FEARS of last year's xenophobic attacks are rising among foreign nationals in the Western Cape.
This started after Gugulethu business people allegedly held a series of secret meetings discussing how to remove foreign traders from the area.
A Gugulethu businessman told Sowetan yesterday, on condition of anonymity, that local business people have held several meetings over the past three weeks, planning "what to do against foreigners". The next meeting will take place on Sunday.
"They are complaining that their business is declining and they are furious. They are talking about foreign businesses being the major problem," the source said.
The story was confirmed by another independent source in the community.
Now foreign nationals fear a repeat of the xenophobic violence that swept the country last May, leaving more than 150000 displaced, and hundreds more raped or murdered.
Last Sunday in Samora Machel near Nyanga, a group of 25 men identifying themselves as local business people instructed Somali shopkeepers to close shop by today.

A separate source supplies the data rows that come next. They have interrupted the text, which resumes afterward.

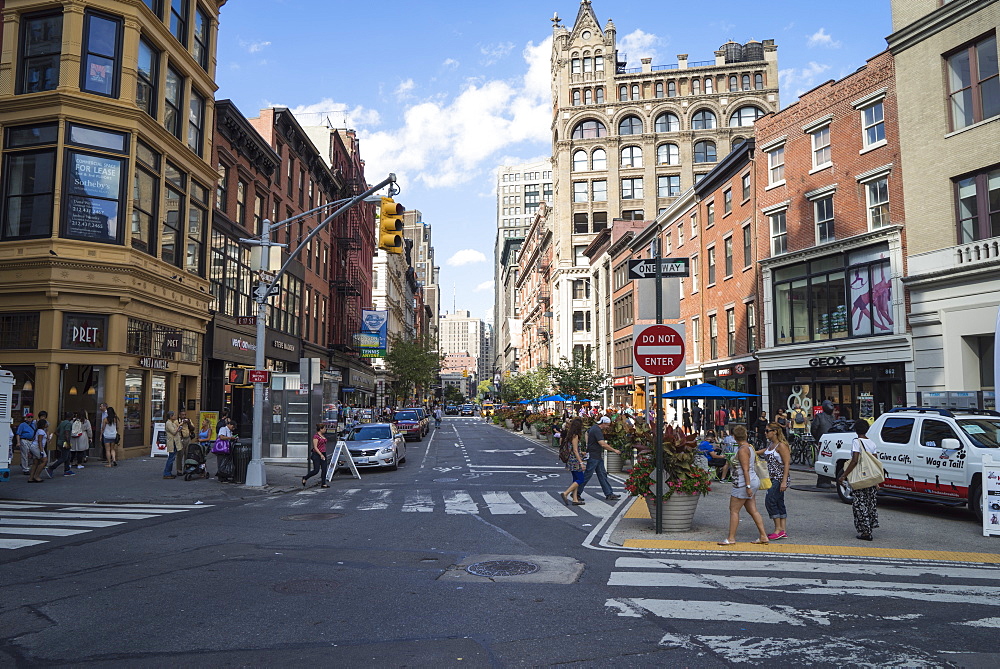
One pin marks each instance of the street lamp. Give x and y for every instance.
(268, 286)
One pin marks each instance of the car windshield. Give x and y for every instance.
(370, 432)
(984, 432)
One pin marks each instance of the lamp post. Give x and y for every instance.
(267, 287)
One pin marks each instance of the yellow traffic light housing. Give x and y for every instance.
(390, 236)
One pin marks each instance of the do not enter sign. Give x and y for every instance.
(658, 350)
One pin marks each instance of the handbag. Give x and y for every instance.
(867, 470)
(760, 467)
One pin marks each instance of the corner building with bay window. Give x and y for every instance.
(106, 114)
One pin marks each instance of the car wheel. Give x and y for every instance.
(844, 489)
(976, 500)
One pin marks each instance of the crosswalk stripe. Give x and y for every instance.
(418, 502)
(501, 503)
(546, 505)
(456, 502)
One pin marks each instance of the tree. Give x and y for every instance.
(578, 377)
(411, 364)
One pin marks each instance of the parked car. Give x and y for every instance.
(927, 454)
(407, 422)
(375, 445)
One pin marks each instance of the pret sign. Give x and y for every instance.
(658, 350)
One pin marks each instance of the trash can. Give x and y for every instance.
(241, 453)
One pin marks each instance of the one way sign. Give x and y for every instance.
(669, 267)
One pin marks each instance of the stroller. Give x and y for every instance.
(195, 460)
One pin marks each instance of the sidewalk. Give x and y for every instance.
(140, 481)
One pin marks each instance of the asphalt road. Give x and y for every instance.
(371, 572)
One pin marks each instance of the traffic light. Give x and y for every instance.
(390, 236)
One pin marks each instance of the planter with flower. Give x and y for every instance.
(683, 484)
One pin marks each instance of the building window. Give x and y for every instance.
(632, 156)
(668, 154)
(196, 122)
(630, 125)
(668, 186)
(41, 46)
(173, 95)
(821, 147)
(632, 189)
(779, 233)
(776, 166)
(703, 120)
(974, 83)
(824, 219)
(713, 337)
(978, 206)
(99, 71)
(178, 20)
(877, 193)
(146, 93)
(704, 152)
(600, 191)
(873, 124)
(589, 130)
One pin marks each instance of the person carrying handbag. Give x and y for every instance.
(864, 501)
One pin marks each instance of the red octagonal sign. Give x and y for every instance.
(658, 350)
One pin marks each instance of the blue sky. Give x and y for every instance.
(441, 93)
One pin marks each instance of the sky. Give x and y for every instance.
(443, 92)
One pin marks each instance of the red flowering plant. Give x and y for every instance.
(683, 474)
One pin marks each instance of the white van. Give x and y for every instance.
(928, 454)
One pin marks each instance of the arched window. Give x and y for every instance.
(600, 159)
(704, 152)
(744, 117)
(668, 154)
(632, 156)
(630, 125)
(589, 130)
(667, 123)
(703, 120)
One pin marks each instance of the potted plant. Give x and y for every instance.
(683, 484)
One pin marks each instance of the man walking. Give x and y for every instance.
(596, 445)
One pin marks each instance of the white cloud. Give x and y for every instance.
(639, 44)
(821, 38)
(445, 142)
(801, 80)
(466, 257)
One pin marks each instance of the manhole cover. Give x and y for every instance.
(502, 568)
(313, 516)
(309, 586)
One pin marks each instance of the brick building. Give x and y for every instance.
(832, 243)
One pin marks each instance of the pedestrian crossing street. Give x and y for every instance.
(547, 504)
(831, 612)
(24, 524)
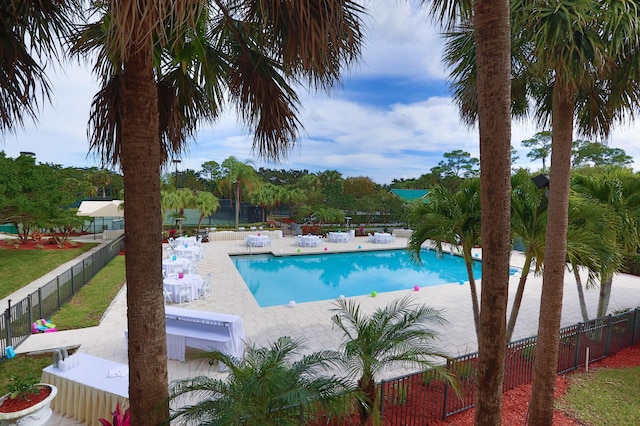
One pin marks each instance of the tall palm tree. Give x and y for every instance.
(398, 333)
(528, 224)
(238, 176)
(453, 218)
(207, 204)
(269, 386)
(29, 34)
(584, 67)
(248, 52)
(491, 98)
(577, 59)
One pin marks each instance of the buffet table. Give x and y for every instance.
(203, 330)
(91, 390)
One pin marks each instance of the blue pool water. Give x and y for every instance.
(277, 280)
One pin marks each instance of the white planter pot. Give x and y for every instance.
(36, 415)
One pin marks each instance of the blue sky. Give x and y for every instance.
(391, 118)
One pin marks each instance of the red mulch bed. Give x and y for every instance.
(514, 402)
(12, 405)
(43, 244)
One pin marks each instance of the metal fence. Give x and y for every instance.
(17, 320)
(425, 397)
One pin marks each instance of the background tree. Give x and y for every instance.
(540, 145)
(596, 154)
(458, 164)
(180, 200)
(35, 197)
(207, 204)
(256, 56)
(238, 176)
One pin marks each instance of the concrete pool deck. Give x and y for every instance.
(311, 321)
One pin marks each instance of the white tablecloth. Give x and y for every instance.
(189, 252)
(173, 284)
(170, 266)
(382, 238)
(86, 392)
(258, 241)
(308, 241)
(339, 237)
(186, 240)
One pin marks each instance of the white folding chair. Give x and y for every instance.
(205, 290)
(167, 296)
(184, 294)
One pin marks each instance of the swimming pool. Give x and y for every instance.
(277, 280)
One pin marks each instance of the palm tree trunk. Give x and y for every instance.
(237, 194)
(605, 296)
(517, 301)
(474, 293)
(546, 358)
(148, 380)
(493, 53)
(583, 304)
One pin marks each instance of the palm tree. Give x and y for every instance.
(574, 58)
(395, 334)
(491, 102)
(269, 386)
(29, 35)
(618, 192)
(244, 52)
(453, 218)
(238, 176)
(528, 224)
(592, 242)
(207, 204)
(585, 67)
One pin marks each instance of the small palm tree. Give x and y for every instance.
(394, 334)
(267, 387)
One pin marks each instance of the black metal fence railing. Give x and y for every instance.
(425, 397)
(16, 322)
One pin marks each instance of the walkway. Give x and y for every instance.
(312, 320)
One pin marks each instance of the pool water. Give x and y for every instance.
(278, 280)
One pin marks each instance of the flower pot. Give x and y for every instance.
(34, 415)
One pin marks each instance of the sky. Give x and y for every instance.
(391, 118)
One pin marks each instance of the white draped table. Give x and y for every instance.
(91, 390)
(258, 241)
(169, 265)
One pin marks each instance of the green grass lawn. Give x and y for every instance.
(20, 267)
(605, 397)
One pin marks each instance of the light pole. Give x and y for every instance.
(176, 162)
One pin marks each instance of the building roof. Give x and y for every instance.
(410, 194)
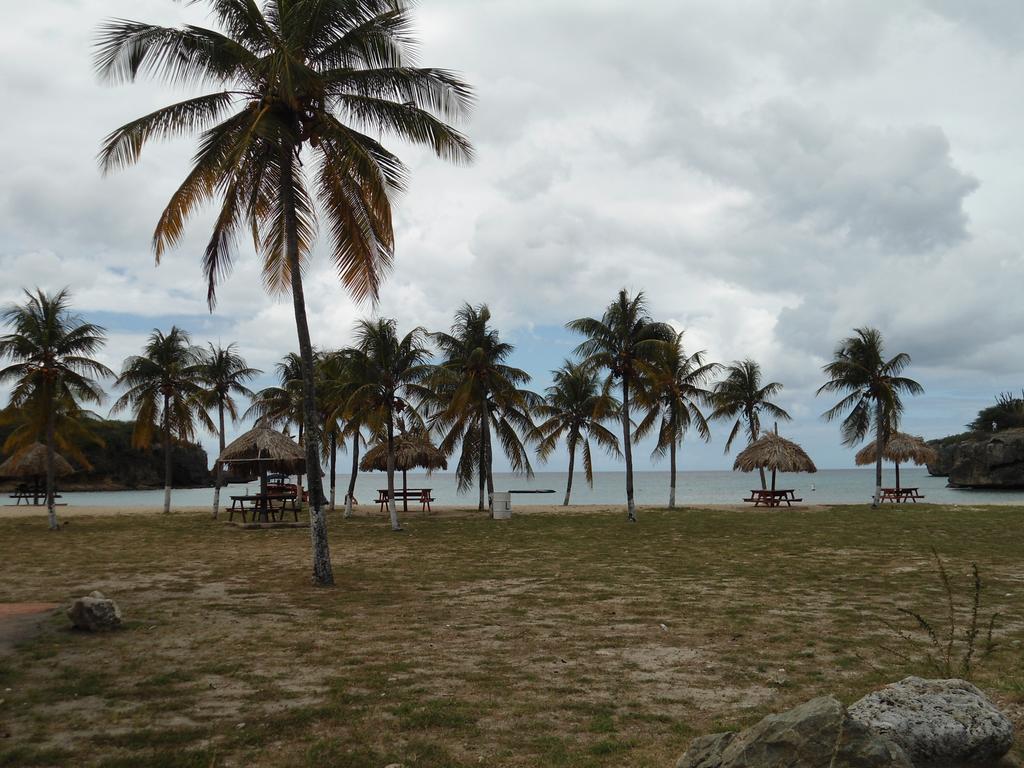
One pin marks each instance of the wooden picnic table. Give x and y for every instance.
(31, 497)
(421, 496)
(773, 498)
(900, 496)
(263, 505)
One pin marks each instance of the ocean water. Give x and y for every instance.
(826, 486)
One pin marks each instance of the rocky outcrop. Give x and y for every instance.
(818, 733)
(982, 461)
(116, 464)
(94, 613)
(937, 722)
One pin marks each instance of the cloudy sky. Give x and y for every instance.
(771, 173)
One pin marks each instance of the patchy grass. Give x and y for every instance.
(563, 640)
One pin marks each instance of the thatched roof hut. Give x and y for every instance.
(774, 453)
(267, 450)
(31, 462)
(412, 451)
(900, 448)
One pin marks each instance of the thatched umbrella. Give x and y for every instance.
(267, 451)
(412, 451)
(899, 449)
(776, 454)
(31, 462)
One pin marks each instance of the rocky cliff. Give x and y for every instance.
(993, 460)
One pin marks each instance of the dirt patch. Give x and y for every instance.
(20, 622)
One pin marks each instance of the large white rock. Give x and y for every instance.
(94, 613)
(937, 722)
(815, 734)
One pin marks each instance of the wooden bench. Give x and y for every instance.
(31, 498)
(770, 498)
(900, 496)
(255, 505)
(420, 496)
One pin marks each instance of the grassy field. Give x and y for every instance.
(574, 640)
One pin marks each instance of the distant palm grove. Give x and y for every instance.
(632, 376)
(295, 100)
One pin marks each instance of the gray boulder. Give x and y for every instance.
(938, 722)
(816, 734)
(94, 613)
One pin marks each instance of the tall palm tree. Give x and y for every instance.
(225, 374)
(299, 90)
(624, 342)
(165, 390)
(386, 371)
(672, 396)
(333, 389)
(576, 407)
(741, 396)
(283, 407)
(873, 392)
(51, 371)
(475, 396)
(339, 384)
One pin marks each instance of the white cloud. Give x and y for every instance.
(772, 175)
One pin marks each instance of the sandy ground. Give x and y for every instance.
(367, 510)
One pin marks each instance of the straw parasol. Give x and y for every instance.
(412, 451)
(774, 453)
(267, 451)
(899, 449)
(31, 462)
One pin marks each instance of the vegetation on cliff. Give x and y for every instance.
(116, 464)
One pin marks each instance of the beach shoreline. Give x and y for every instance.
(371, 511)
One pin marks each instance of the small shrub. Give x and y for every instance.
(944, 646)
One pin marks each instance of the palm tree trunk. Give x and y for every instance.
(568, 483)
(298, 476)
(628, 452)
(323, 572)
(51, 510)
(754, 435)
(219, 481)
(488, 460)
(672, 475)
(391, 509)
(168, 467)
(334, 467)
(355, 471)
(879, 434)
(482, 468)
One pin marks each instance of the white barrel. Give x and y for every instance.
(503, 505)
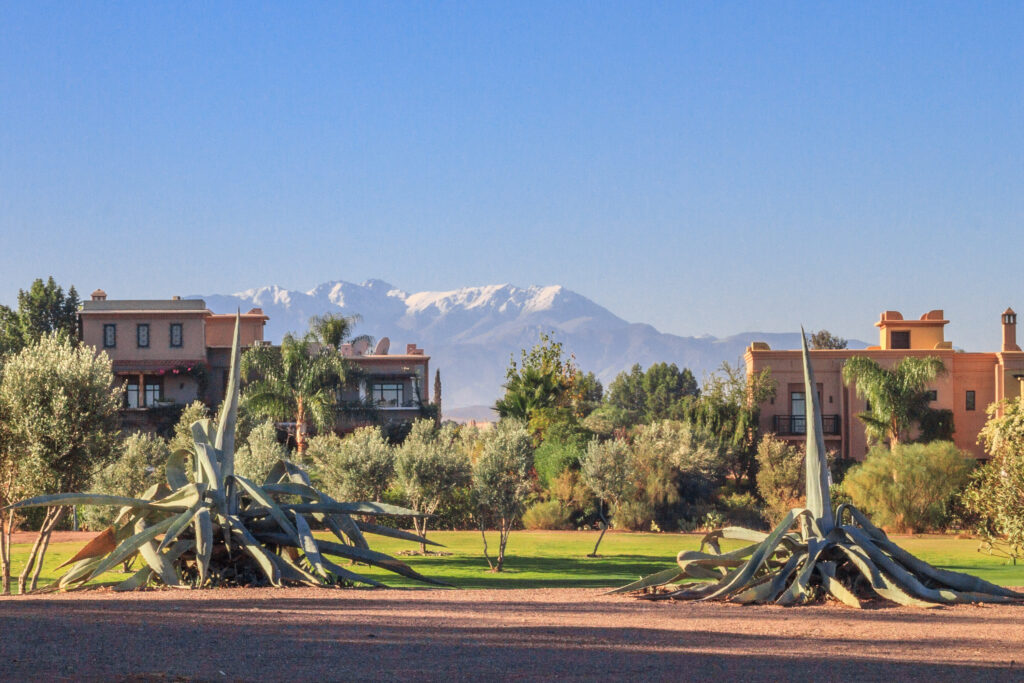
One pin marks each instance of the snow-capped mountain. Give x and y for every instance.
(470, 333)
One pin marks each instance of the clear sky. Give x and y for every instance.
(704, 167)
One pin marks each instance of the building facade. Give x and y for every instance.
(385, 387)
(972, 381)
(166, 352)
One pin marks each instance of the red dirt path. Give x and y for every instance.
(308, 634)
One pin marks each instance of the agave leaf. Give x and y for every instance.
(798, 591)
(256, 551)
(175, 469)
(179, 525)
(309, 545)
(389, 531)
(377, 559)
(292, 571)
(954, 580)
(54, 500)
(354, 508)
(342, 572)
(158, 561)
(259, 496)
(204, 544)
(816, 468)
(759, 556)
(182, 499)
(827, 572)
(224, 441)
(131, 545)
(101, 544)
(206, 456)
(880, 583)
(669, 575)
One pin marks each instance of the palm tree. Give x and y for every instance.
(295, 382)
(334, 330)
(896, 397)
(529, 390)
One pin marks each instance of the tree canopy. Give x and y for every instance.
(896, 397)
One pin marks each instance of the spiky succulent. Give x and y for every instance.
(841, 555)
(221, 528)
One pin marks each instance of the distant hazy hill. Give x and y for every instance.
(470, 333)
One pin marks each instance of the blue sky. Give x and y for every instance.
(706, 168)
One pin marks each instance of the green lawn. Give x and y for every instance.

"They told me they would be back on June 3 to check. If they close this shop I don't know what I am going to do," Fareed Yusuf said.
Nyanga police said they were monitoring the situation. Captain Ntomboxolo Ntsititsi told Sowetan yesterday that they were due to deploy more police officers in the area today.
Congress of the People (Cope) provincial leader and MP in the Western Cape, Mbulelo Ncedane, said the plans to drive out foreign shopkeepers had spread to Masiphumelele, an informal settlement where a wave of xenophobia in 2006 which resulted in the death of 30 Somalis.
Mncedisi Twalo of the Gugulethu Anti-Eviction Campaign, which opposes xenophobia, said they were trying their best to resolve the issue.
Nafcoc Gugulethu branch secretary Nkosana Tancu said his organisation did not support any move to drive out foreign traders. ANC provincial chairperson Garth Strachan said they were working towards finding a solution.